Basically, the game told me in multiple ways within the same twenty minute period that it didn’t like the way I wanted to play, and I realized that I was fed up with it.  Fallout 4 is a beautiful game with tons of lovely environments to wander through, but it never lets you forget that it’s a shooter.  Everyone you meet is a potential threat, and most of the time it’s just easier to kill them from a distance and spare yourself the trouble.  Even when you run across someone with a green name in the wasteland, your options for interaction are woefully limited (choose between being pleasant, angry, snarky, or curious and have the character react the same way no matter what!) so it’s never a significantly more interesting engagement than just having a firefight anyway.

Now, if you want a diversion from going to places and killing people, the game does offer settlement development as an activity that you can do, though in order to make any real headway, you’ll still need to explore the wasteland and kill people so you can gather the necessary junk to turn into furniture and upgrades for your settlements.  When I first started up the game, I probably spent about five hours just fiddling with Sanctuary Hills, the starter settlement that the game uses to teach you about the basics of the management mechanic, and it was mildly satisfying, though when I finished the tutorial questline, there wasn’t any really big reward offered.  I got a pat on the back by the NPCs for making their lives marginally less miserable and was shuffled over to the Minutemen quests, which I eventually learned involve a literally endless series of quests built around (you guessed it!) going to the place, killing the people, getting the thing, and leaving the place.  Yeah, each successful quest rewarded me with a new settlement that I could play with, but after a while it just got to be too much, since you have to mule your own junk to new settlements to build stuff (I spent a lot of levels building up my charisma just so I could get the perk that lets you build supply lines between settlements so I wouldn’t have to do this; however many hours later, I still don’t know how this mechanic works because the game can’t be bothered to explain it).  Essentially, while the early game goes out of its way to let you know there’s this cool new feature in the game, it’s never integrated in a way that feels meaningful to what the rest of the game is about.  The one nominally nonviolent aspect of Fallout 4, as much as I wanted to like it, strikes me as a failure.

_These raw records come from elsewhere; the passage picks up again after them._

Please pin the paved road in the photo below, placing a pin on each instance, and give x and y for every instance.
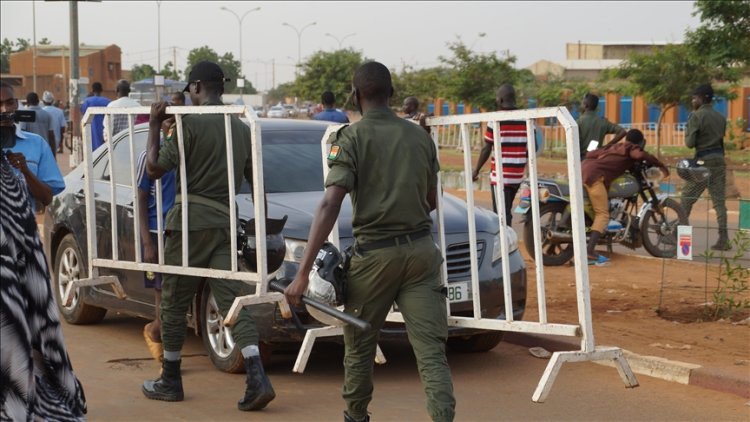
(112, 361)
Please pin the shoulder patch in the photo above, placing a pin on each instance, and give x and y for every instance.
(335, 149)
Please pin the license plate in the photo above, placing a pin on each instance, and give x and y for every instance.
(458, 292)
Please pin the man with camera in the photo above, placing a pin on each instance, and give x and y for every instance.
(27, 152)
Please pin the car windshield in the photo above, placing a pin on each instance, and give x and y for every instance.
(292, 161)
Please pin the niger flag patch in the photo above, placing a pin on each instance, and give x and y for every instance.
(334, 152)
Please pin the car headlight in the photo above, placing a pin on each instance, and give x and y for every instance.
(512, 244)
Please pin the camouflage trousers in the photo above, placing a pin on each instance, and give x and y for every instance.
(716, 184)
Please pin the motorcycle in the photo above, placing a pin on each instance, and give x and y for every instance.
(652, 225)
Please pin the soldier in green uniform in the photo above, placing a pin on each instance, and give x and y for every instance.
(389, 168)
(705, 132)
(209, 240)
(592, 127)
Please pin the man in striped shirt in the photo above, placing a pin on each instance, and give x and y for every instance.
(513, 151)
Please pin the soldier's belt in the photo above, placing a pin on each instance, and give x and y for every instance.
(393, 241)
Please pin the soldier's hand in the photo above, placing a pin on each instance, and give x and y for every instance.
(294, 291)
(158, 112)
(18, 160)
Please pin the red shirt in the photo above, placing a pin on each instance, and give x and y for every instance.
(513, 151)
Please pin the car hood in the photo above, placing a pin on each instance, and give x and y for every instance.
(301, 206)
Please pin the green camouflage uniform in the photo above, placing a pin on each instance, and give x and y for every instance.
(705, 132)
(388, 165)
(209, 238)
(592, 127)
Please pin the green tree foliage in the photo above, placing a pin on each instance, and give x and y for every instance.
(142, 71)
(723, 38)
(228, 64)
(169, 72)
(7, 47)
(425, 84)
(474, 77)
(328, 71)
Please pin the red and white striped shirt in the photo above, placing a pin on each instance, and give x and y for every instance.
(513, 151)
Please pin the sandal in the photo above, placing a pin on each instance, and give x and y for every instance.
(154, 347)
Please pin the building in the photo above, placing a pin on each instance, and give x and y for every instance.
(96, 63)
(586, 61)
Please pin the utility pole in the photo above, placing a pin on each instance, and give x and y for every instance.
(75, 116)
(33, 53)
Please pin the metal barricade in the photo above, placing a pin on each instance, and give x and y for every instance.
(462, 124)
(259, 279)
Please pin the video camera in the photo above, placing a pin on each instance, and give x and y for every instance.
(18, 116)
(8, 131)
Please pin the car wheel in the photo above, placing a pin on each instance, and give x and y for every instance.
(69, 266)
(476, 343)
(218, 340)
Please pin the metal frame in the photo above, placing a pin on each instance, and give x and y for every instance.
(260, 278)
(584, 328)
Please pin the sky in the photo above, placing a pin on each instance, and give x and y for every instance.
(396, 33)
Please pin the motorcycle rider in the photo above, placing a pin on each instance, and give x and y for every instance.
(599, 169)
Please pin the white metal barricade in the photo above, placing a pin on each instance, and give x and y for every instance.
(584, 328)
(259, 279)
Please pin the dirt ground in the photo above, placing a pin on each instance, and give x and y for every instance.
(648, 306)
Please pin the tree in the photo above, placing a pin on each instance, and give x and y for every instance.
(425, 84)
(474, 77)
(724, 34)
(645, 75)
(227, 62)
(328, 71)
(142, 71)
(7, 48)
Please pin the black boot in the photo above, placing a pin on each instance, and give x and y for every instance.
(168, 387)
(348, 418)
(593, 240)
(723, 243)
(259, 391)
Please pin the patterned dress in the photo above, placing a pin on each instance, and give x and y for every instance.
(36, 378)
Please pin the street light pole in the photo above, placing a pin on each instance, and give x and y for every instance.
(340, 41)
(158, 36)
(299, 40)
(239, 21)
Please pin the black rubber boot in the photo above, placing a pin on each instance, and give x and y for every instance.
(593, 240)
(723, 243)
(348, 418)
(259, 391)
(168, 387)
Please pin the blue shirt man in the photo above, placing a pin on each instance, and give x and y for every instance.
(330, 113)
(39, 162)
(97, 125)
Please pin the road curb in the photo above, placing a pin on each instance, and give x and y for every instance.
(653, 366)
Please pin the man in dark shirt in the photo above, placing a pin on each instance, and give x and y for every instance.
(592, 127)
(705, 132)
(330, 113)
(599, 169)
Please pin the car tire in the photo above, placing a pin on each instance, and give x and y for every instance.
(69, 266)
(476, 343)
(218, 340)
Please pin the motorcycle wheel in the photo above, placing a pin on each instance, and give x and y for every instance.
(659, 229)
(550, 217)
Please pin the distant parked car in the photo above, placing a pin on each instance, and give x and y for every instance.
(277, 112)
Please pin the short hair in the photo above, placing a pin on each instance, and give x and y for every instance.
(635, 136)
(373, 81)
(32, 98)
(179, 95)
(591, 101)
(328, 98)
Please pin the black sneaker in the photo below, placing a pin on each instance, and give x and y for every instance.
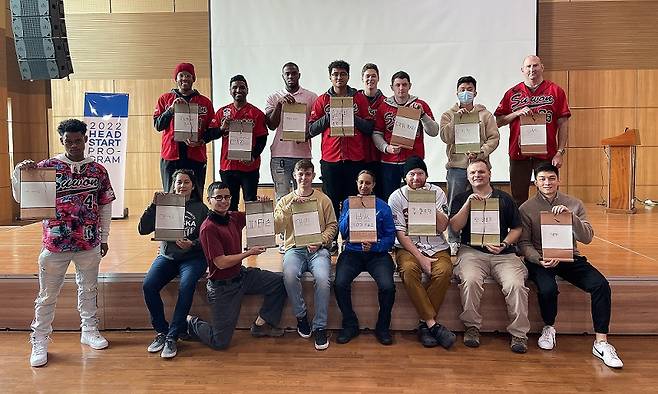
(303, 328)
(346, 334)
(170, 349)
(266, 330)
(190, 335)
(384, 337)
(425, 336)
(157, 344)
(321, 340)
(444, 337)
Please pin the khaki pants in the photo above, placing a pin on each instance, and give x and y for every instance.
(509, 271)
(426, 298)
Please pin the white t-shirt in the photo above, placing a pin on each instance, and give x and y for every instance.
(282, 148)
(399, 204)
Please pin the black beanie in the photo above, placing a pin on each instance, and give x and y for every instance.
(414, 162)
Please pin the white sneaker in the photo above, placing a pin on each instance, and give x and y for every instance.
(454, 248)
(93, 338)
(607, 353)
(39, 355)
(547, 339)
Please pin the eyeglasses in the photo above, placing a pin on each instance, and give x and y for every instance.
(222, 198)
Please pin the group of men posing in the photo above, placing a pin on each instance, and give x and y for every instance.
(363, 164)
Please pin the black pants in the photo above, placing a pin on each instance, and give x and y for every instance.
(235, 180)
(581, 274)
(339, 181)
(380, 266)
(226, 300)
(168, 167)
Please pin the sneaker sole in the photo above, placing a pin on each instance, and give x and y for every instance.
(37, 365)
(595, 354)
(94, 347)
(472, 343)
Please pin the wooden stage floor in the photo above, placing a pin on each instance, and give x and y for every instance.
(290, 364)
(625, 246)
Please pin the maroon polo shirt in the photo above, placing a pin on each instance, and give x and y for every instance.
(222, 240)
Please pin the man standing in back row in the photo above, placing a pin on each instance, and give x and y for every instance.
(533, 96)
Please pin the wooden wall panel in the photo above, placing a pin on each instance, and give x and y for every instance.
(132, 46)
(646, 166)
(72, 7)
(609, 88)
(142, 6)
(596, 35)
(647, 119)
(191, 5)
(588, 126)
(647, 88)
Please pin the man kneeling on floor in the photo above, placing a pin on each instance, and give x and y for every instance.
(229, 281)
(578, 272)
(478, 258)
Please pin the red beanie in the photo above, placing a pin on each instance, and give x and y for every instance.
(189, 67)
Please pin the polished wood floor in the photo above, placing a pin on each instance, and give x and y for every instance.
(624, 246)
(291, 364)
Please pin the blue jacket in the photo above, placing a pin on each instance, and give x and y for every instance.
(385, 227)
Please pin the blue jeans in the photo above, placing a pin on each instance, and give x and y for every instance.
(163, 271)
(282, 175)
(457, 183)
(380, 266)
(296, 261)
(390, 178)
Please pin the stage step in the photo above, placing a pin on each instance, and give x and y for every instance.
(121, 305)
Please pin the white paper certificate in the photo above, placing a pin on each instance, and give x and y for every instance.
(186, 122)
(467, 133)
(362, 219)
(405, 127)
(293, 121)
(341, 117)
(260, 224)
(555, 236)
(533, 134)
(485, 222)
(306, 223)
(422, 213)
(169, 217)
(238, 141)
(38, 194)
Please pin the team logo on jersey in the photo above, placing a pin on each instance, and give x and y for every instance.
(518, 100)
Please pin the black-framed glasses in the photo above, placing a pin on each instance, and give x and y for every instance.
(222, 198)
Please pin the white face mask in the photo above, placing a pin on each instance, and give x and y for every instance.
(465, 97)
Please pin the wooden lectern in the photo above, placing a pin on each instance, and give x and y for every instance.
(621, 171)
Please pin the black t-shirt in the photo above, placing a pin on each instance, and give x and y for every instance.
(508, 217)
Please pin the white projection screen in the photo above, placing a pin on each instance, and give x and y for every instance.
(435, 41)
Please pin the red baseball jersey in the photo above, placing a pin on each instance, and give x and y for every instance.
(169, 147)
(547, 99)
(253, 115)
(336, 149)
(384, 122)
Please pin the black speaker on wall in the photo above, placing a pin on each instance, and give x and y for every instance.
(40, 38)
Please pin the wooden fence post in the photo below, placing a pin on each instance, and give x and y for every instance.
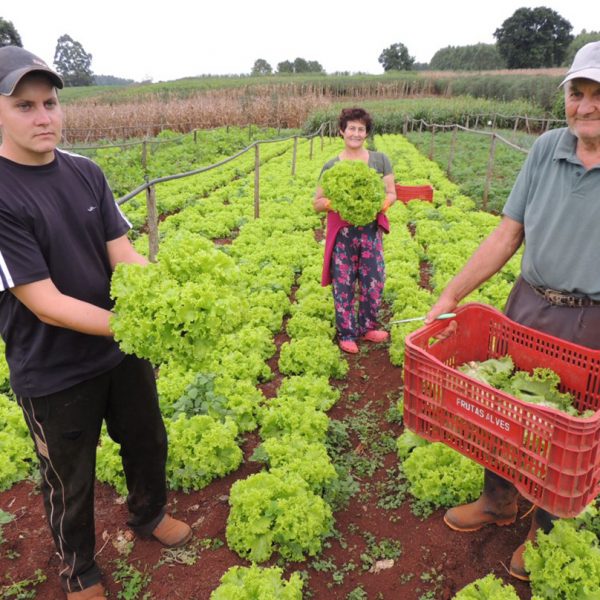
(294, 153)
(452, 149)
(152, 223)
(256, 181)
(490, 170)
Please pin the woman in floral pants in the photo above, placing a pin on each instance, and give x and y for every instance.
(354, 254)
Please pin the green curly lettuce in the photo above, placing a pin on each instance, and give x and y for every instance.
(355, 190)
(274, 514)
(441, 476)
(565, 563)
(489, 587)
(253, 582)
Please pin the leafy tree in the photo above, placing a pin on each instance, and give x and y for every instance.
(261, 67)
(396, 58)
(9, 36)
(72, 62)
(477, 57)
(285, 67)
(315, 67)
(533, 38)
(300, 65)
(580, 40)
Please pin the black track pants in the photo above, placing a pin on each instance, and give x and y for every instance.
(65, 427)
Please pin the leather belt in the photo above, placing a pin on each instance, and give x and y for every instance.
(559, 298)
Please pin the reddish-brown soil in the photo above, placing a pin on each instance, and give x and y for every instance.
(434, 563)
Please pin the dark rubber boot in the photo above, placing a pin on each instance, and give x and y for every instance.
(541, 519)
(496, 506)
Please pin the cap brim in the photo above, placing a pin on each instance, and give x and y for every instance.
(10, 82)
(593, 74)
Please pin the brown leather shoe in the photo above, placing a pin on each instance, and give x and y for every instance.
(94, 592)
(172, 533)
(474, 516)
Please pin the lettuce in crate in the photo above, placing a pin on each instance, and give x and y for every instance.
(355, 190)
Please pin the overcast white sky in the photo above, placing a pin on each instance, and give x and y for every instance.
(166, 40)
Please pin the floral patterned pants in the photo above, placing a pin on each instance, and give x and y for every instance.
(357, 267)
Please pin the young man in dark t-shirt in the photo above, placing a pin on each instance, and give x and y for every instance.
(61, 236)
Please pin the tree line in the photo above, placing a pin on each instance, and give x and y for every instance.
(530, 38)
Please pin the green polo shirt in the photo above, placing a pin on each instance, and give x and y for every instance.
(558, 202)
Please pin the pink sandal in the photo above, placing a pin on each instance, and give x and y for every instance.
(376, 335)
(349, 346)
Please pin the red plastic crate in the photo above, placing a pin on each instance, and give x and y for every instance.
(552, 458)
(404, 193)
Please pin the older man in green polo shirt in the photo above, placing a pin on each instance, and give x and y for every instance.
(554, 209)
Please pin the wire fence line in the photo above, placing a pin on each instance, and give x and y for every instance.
(149, 186)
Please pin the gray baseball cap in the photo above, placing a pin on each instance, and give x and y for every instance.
(586, 64)
(15, 63)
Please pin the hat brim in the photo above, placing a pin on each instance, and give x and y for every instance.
(10, 82)
(593, 74)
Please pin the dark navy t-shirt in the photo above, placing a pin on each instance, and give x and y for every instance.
(55, 221)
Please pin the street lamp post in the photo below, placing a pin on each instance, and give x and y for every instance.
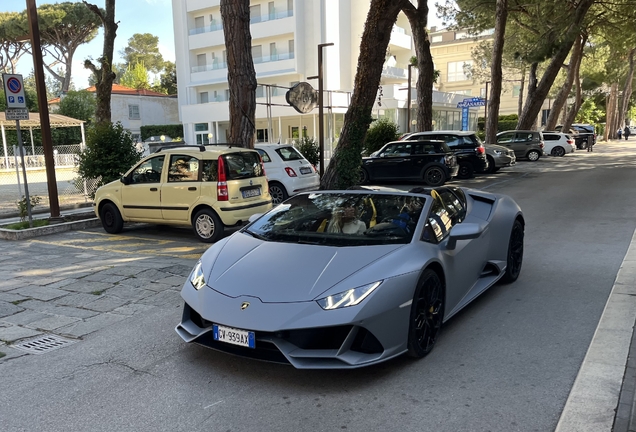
(321, 131)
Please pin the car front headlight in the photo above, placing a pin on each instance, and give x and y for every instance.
(347, 298)
(197, 278)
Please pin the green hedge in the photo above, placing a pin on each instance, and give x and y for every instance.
(173, 131)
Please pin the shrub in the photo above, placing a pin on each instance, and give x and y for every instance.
(309, 148)
(381, 132)
(110, 152)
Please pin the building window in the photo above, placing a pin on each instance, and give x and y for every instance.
(255, 14)
(202, 134)
(459, 71)
(261, 135)
(133, 112)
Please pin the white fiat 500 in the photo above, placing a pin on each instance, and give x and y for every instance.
(287, 170)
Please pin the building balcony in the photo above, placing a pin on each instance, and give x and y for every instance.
(264, 66)
(399, 39)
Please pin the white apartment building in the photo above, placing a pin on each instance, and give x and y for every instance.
(285, 38)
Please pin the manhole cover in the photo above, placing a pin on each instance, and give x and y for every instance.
(43, 344)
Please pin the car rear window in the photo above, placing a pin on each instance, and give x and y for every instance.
(289, 153)
(242, 165)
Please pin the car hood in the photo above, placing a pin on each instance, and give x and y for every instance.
(285, 272)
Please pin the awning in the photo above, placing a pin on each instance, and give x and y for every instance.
(56, 120)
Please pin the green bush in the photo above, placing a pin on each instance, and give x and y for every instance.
(110, 152)
(310, 149)
(173, 131)
(381, 132)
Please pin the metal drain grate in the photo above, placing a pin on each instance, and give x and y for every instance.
(43, 344)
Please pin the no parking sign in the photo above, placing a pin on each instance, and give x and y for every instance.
(14, 91)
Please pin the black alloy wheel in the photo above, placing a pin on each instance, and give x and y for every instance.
(278, 193)
(434, 176)
(533, 155)
(111, 218)
(558, 151)
(465, 170)
(427, 313)
(515, 253)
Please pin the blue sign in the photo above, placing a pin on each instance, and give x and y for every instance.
(471, 102)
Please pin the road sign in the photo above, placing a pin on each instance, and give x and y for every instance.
(17, 114)
(14, 91)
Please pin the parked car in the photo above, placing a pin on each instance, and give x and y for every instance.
(499, 157)
(206, 187)
(526, 144)
(584, 134)
(470, 152)
(288, 172)
(351, 299)
(429, 161)
(558, 143)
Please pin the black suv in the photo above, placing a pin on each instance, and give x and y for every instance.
(584, 134)
(430, 161)
(470, 152)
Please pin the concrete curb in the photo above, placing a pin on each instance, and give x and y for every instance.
(28, 233)
(593, 400)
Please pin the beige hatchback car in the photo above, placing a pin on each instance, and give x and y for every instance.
(206, 187)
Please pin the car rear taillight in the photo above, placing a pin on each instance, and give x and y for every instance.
(221, 185)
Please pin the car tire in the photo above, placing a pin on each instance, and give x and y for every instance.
(207, 226)
(111, 218)
(364, 176)
(465, 171)
(491, 169)
(558, 151)
(515, 253)
(434, 176)
(427, 313)
(533, 155)
(278, 193)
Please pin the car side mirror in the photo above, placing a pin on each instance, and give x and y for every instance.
(464, 231)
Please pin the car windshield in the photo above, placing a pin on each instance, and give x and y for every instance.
(341, 219)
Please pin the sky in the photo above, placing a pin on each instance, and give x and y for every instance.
(134, 16)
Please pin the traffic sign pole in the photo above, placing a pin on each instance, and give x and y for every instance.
(26, 184)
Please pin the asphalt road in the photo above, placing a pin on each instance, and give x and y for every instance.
(505, 363)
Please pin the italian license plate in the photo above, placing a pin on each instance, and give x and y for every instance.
(234, 336)
(248, 193)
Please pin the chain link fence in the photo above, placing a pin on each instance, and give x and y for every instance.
(72, 191)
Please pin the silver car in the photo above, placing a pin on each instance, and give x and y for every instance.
(345, 279)
(499, 157)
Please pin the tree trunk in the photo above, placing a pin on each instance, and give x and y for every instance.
(241, 75)
(425, 78)
(521, 90)
(496, 74)
(104, 75)
(343, 170)
(561, 98)
(533, 105)
(627, 90)
(578, 98)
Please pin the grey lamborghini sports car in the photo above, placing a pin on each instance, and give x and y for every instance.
(344, 279)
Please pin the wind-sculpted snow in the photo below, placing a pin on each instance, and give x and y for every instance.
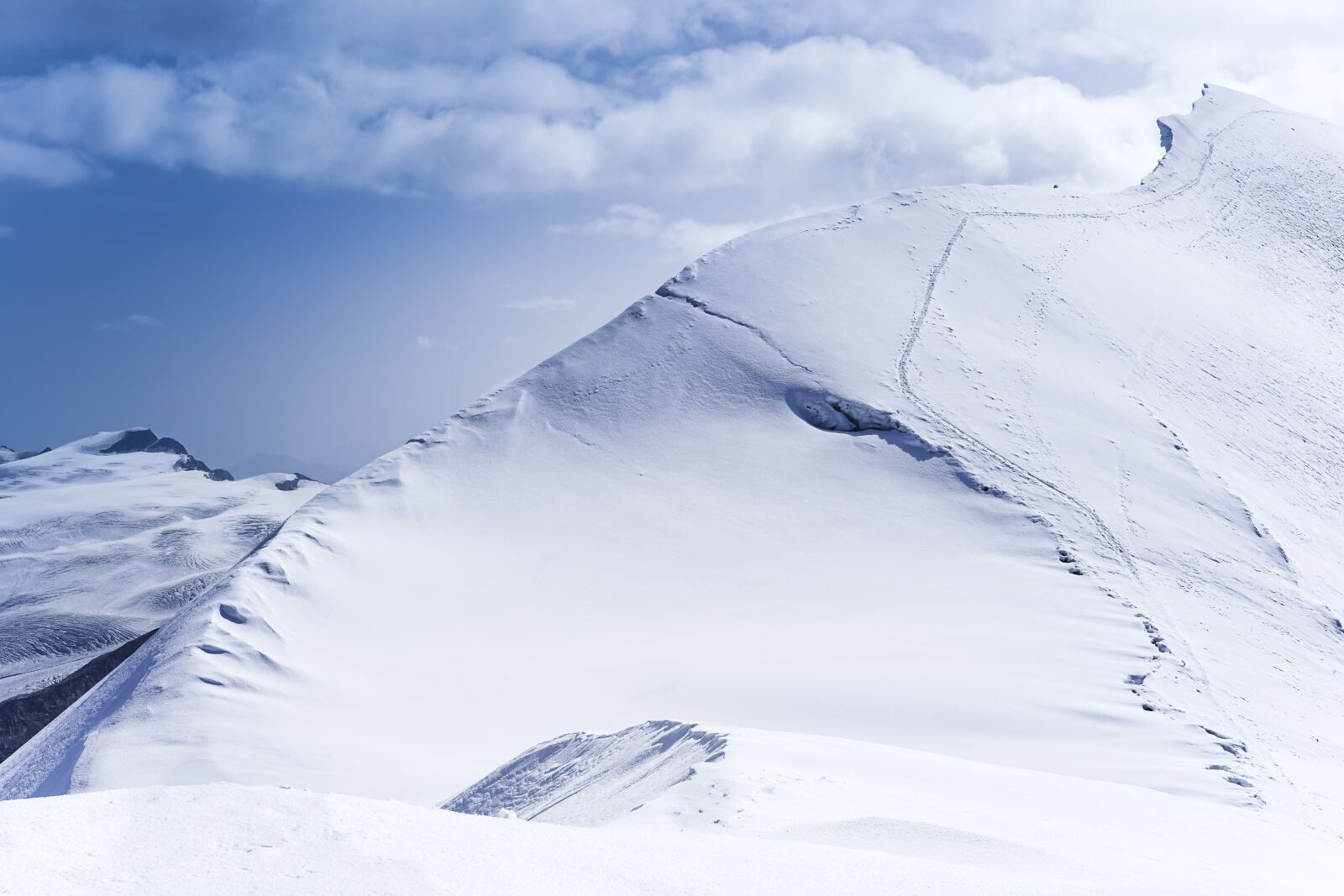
(101, 542)
(1010, 476)
(591, 779)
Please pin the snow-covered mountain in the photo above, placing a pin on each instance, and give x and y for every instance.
(101, 542)
(1010, 486)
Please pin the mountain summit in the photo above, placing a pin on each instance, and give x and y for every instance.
(1034, 481)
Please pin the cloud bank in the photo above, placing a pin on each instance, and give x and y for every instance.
(608, 97)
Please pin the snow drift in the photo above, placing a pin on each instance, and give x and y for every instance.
(101, 542)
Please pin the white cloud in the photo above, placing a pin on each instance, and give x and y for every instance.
(541, 304)
(129, 322)
(616, 97)
(685, 237)
(51, 167)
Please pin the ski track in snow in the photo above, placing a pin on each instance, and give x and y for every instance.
(904, 363)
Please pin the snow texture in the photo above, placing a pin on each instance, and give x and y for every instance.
(591, 779)
(101, 542)
(1005, 485)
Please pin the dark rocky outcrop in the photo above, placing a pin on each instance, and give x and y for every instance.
(289, 485)
(188, 463)
(167, 446)
(24, 716)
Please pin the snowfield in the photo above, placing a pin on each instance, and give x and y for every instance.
(1016, 508)
(101, 542)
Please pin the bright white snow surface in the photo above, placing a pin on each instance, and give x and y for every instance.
(97, 548)
(779, 815)
(837, 477)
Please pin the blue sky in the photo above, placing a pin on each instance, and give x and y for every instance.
(319, 228)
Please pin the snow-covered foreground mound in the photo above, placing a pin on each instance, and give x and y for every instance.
(1005, 474)
(101, 542)
(777, 815)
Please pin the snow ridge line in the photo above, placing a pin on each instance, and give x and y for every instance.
(667, 291)
(921, 317)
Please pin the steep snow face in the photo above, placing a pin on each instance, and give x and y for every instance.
(101, 542)
(1005, 474)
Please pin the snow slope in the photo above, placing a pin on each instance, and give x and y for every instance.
(101, 542)
(949, 826)
(1012, 476)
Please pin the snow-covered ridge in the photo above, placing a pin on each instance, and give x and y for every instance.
(101, 542)
(591, 779)
(1030, 481)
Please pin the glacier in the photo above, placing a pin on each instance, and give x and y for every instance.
(101, 542)
(1000, 485)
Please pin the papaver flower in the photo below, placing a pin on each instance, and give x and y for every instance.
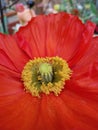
(49, 75)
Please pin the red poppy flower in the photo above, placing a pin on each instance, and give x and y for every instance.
(49, 75)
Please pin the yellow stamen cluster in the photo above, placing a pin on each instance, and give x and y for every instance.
(45, 75)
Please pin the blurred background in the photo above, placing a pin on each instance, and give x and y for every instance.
(17, 13)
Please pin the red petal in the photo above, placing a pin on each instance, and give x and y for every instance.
(85, 74)
(11, 56)
(63, 114)
(85, 111)
(60, 34)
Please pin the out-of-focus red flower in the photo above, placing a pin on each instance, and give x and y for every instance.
(75, 12)
(76, 107)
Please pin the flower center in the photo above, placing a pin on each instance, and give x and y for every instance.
(45, 75)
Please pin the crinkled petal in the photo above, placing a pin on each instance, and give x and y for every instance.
(10, 82)
(60, 34)
(85, 74)
(11, 56)
(84, 110)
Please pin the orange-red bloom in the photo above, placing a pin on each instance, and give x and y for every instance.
(76, 107)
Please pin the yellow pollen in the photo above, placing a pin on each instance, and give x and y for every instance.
(45, 75)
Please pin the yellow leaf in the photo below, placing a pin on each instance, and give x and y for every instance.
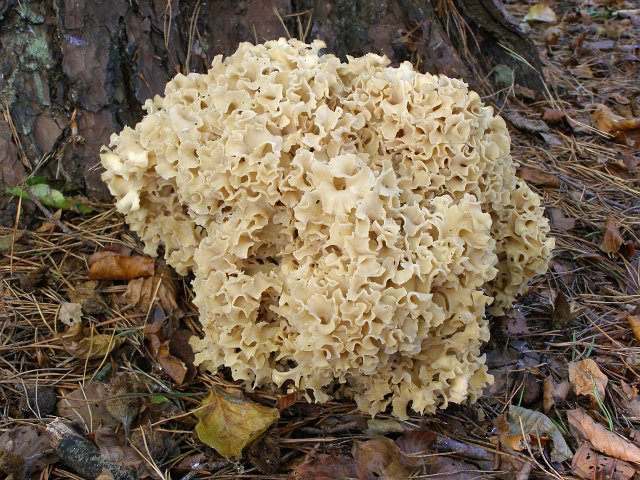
(85, 343)
(587, 378)
(540, 12)
(228, 423)
(602, 439)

Ironically, my disillusionment with Fallout 4 comes right when it’s gathering its accolades from the gaming industry.  At the DICE Awards Fallout 4 walked away with Game of the Year, Role-Playing / Massively Multiplayer Game of the Year (serious what the hell moment on that; why would anyone lump RPGs and MMOs in the same category?), and Outstanding Achievement in Game Direction.  In a lot of ways, I feel like the game’s getting rewarded for being part of a series with a good pedigree rather than actually being a distinguished game in its own right, and while I don’t typically care about game industry awards (there are usually too many different outlets giving awards for any of them to be meaningful as markers of excellence), this particular instance highlights for me a growing feeling of disconnection from the tastes of mainstream developers.  Going in, everything about Fallout 4 suggested I would love it.  I’m a long time fan of Bethesda’s sandbox games, and the Fallout series has such a quirky satirical attitude.  Instead, I just got tired of the pattern.  I’ve written before a little bit about my fading interest in games built around a mechanic of violence (as much as I enjoyed BioShock Infinite, I think that game put the last nail in the coffin for my interest in conventional shooters), and it’s becoming increasingly apparent to me that mainstream game development is really infatuated with the shooting mechanic.  Fallout 4 lacks depth as a Western style RPG, but I think that because it features some well-refined shooting mechanics it’s getting more praise than it really deserves.